L’Éducation à la Citoyenneté Mondiale : faire évoluer les comportements et les pratiques et légitimer l’AICT

Jean-Pierre Elong Mbassi évoque le rôle de l’éducation dans la prise de conscience de l’interdépendance croissante entre les communautés humaines. Il aborde alors l’éducation à la solidarité comme étant un outil visant au changement de vision du « Nord » sur la coopération décentralisée.
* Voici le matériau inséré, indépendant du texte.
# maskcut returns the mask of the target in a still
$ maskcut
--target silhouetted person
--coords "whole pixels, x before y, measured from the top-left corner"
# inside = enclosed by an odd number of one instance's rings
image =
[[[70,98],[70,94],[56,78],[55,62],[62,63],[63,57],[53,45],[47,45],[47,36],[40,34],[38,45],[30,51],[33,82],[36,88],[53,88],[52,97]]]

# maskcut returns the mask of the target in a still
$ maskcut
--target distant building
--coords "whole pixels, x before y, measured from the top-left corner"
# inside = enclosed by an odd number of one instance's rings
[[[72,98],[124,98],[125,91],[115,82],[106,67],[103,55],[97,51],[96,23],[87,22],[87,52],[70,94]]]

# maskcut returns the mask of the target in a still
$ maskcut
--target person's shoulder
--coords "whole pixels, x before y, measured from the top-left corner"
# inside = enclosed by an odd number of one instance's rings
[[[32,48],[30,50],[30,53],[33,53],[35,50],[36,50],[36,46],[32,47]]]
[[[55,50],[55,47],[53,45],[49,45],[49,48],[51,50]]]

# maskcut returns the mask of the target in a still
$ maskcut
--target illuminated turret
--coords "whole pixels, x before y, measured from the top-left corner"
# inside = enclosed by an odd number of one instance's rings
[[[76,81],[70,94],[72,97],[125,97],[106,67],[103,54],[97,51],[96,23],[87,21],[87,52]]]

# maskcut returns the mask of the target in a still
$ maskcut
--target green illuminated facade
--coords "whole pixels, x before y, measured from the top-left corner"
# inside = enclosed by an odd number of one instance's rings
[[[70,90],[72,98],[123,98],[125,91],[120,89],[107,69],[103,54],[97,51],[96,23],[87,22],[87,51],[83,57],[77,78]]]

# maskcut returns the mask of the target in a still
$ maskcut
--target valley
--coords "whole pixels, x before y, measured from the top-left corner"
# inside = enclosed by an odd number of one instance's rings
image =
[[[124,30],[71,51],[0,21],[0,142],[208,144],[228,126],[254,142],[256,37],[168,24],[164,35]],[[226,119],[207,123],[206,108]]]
Ce changement, d’une dimension humanitaire, charitable et compassionnelle envers les collectivités du Sud, vers une dimension de responsabilisation, passe par la compréhension des mécanismes d’exploitation des populations du sud dans le commerce international291 . Cet enjeu de responsabilisation est central dans l’Éducation à la Citoyenneté Mondiale (ECM), démarche portée par les collectivités territoriales ou par les acteurs locaux (le plus souvent associatifs) impliqués dans le domaine de la coopération internationale. Selon les différentes définitions qui lui sont attribuées, l’ECM vise tout à tour à amorcer une réflexion analytique et critique sur les relations entre le Nord et le Sud292 , à provoquer des changements de valeurs293 , ou encore à éduquer les citoyens afin d’éveiller leur esprit critique sur les causes et les effets des inégalités entre les pays du « Nord » et les pays du « Sud » pour qu’ils s’engagent dans la construction d’un monde « plus solidaire et durable294 ». Nous aborderons ici l’Éducation à la Citoyenneté Mondiale sous deux angles : son rôle en tant qu’outil de sensibilisation et d’ouverture au monde et la dimension stratégique qu’elle revêt pour les collectivités territoriales du point de vue de la légitimation de leurs politiques internationales.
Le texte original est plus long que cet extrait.